Large-scale multiconfiguration Dirac-Hartree-Fock calculations for astrophysics: Cl-like ions from Cr~VIII to Zn~XIV

TL;DR

This paper presents high-accuracy atomic data for Cl-like ions from Cr VIII to Zn XIV using advanced relativistic calculations, aiding astrophysical spectral analysis and proposing new ion identifications.

Contribution

It provides a comprehensive set of transition energies and radiative data for key astrophysical ions using MCDHF and RCI methods, with validation against MBPT and experimental data.

Findings

High accuracy of excitation energies with uncertainties of a few hundred cm$^{-1}$

Discrepancies identified in existing experimental energies for Fe X and Ni XII

Several new ion identifications proposed

Abstract

We use the multiconfiguration Dirac-Hartree-Fock (MCDHF) method combined with the relativistic configuration interaction (RCI) approach (GRASP2K) to provide a consistent set of transition energies and radiative transition data for the lower $n =3$ states in all Cl-like ions of astrophysical importance, from \ion{Cr}{8} to \ion{Zn}{14}. We also provide excitation energies calculated for \mbox{Fe X} using the many-body perturbation theory (MBPT, implemented within FAC).

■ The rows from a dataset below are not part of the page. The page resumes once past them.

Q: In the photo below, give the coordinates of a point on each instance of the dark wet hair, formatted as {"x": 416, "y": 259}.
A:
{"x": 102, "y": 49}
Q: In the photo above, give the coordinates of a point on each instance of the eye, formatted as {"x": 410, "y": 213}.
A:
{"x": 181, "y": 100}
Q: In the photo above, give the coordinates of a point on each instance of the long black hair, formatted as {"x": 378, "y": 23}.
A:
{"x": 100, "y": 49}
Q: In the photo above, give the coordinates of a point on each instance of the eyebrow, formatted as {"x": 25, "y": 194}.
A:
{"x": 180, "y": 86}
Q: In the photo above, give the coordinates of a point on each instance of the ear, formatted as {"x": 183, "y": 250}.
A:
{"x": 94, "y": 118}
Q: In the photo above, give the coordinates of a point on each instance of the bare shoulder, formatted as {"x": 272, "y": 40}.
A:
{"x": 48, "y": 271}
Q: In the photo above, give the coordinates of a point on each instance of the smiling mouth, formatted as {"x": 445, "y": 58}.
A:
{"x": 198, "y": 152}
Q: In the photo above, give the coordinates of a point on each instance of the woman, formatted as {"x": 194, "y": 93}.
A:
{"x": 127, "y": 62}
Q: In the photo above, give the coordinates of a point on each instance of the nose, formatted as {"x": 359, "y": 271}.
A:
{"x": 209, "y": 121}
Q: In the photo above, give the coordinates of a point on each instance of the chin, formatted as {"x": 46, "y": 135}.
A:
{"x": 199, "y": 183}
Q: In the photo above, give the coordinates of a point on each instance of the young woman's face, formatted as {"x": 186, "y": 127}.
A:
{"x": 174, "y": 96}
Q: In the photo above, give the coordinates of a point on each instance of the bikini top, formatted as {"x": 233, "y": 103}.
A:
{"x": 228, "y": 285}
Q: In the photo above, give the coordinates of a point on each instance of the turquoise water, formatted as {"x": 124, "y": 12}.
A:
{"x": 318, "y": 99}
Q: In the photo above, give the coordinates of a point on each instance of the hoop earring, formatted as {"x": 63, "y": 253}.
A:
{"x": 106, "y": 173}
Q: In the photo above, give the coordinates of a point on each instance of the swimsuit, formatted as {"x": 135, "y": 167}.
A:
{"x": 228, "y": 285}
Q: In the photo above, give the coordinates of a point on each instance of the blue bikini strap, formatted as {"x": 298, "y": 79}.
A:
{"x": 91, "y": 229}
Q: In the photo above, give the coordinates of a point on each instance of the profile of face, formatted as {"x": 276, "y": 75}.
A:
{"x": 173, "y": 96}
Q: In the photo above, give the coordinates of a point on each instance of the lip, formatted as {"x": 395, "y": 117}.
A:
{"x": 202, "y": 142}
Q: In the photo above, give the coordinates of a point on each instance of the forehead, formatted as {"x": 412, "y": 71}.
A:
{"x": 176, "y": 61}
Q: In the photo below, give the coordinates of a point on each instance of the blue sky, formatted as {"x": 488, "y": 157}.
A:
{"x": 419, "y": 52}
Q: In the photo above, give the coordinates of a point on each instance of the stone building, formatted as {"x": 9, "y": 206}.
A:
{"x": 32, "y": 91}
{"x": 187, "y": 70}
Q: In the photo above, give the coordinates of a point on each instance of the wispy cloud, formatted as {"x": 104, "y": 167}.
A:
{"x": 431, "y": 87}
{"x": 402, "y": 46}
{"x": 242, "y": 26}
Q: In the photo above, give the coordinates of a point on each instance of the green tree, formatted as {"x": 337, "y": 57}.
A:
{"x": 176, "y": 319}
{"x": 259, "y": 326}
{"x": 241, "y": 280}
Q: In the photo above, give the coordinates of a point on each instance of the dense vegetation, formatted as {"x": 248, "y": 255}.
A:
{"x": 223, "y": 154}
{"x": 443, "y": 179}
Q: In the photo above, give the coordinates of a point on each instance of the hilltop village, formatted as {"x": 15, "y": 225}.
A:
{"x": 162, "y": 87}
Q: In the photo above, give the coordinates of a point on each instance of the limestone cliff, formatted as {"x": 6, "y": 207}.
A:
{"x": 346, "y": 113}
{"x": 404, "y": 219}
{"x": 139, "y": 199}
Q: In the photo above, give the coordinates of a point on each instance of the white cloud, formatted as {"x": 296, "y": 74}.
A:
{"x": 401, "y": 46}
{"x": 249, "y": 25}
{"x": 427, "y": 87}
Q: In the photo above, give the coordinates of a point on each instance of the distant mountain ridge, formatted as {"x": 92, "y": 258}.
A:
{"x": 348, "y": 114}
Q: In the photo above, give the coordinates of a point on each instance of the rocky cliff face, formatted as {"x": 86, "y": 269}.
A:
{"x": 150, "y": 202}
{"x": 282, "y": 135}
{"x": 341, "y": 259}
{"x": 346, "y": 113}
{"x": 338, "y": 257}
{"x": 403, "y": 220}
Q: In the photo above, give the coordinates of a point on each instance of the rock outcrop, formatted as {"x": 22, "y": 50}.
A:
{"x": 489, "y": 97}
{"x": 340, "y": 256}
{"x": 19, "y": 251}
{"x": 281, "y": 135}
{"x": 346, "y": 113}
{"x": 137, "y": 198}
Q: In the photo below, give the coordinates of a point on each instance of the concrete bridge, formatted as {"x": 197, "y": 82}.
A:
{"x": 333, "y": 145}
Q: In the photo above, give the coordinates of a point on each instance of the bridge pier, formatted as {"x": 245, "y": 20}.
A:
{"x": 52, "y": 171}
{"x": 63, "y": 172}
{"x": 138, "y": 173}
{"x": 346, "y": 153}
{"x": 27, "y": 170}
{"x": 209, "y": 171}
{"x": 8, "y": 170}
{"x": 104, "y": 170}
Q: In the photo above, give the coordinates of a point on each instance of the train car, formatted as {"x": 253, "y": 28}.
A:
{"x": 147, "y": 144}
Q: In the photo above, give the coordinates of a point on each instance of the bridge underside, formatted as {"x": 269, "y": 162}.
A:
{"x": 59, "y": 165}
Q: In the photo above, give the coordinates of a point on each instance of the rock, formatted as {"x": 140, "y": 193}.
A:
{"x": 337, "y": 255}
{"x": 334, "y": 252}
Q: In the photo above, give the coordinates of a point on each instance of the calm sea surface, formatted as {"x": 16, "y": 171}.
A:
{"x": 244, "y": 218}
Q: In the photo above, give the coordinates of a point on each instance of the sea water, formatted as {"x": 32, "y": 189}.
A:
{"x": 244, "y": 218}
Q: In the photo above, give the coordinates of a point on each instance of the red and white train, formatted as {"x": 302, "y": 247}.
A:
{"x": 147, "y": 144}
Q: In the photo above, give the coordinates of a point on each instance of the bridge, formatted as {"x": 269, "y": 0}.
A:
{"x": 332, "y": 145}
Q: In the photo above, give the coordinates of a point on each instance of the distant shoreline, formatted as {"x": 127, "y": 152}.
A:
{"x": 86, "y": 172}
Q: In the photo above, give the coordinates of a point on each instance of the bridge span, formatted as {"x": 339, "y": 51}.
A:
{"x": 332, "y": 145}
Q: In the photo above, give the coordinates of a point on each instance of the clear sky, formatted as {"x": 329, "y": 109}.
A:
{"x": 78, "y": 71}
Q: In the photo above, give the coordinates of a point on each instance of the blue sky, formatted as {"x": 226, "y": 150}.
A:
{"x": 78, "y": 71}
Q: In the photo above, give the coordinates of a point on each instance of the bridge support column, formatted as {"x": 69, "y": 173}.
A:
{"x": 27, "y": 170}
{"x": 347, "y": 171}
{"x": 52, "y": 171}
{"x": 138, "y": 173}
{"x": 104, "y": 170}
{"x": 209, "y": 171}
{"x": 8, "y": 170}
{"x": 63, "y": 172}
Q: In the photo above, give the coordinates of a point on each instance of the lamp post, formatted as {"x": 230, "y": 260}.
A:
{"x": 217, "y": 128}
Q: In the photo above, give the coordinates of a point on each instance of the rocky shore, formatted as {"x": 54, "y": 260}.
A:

The comparison of the present MCDHF results with MBPT and with the available experimental energies indicates that the theoretical excitation energies are highly accurate, with uncertainties of only a few hundred cm$^{-1}$. Detailed comparisons for Fe~X and Ni~XII highlight discrepancies in the experimental energies found in the literature. Several new identifications are proposed.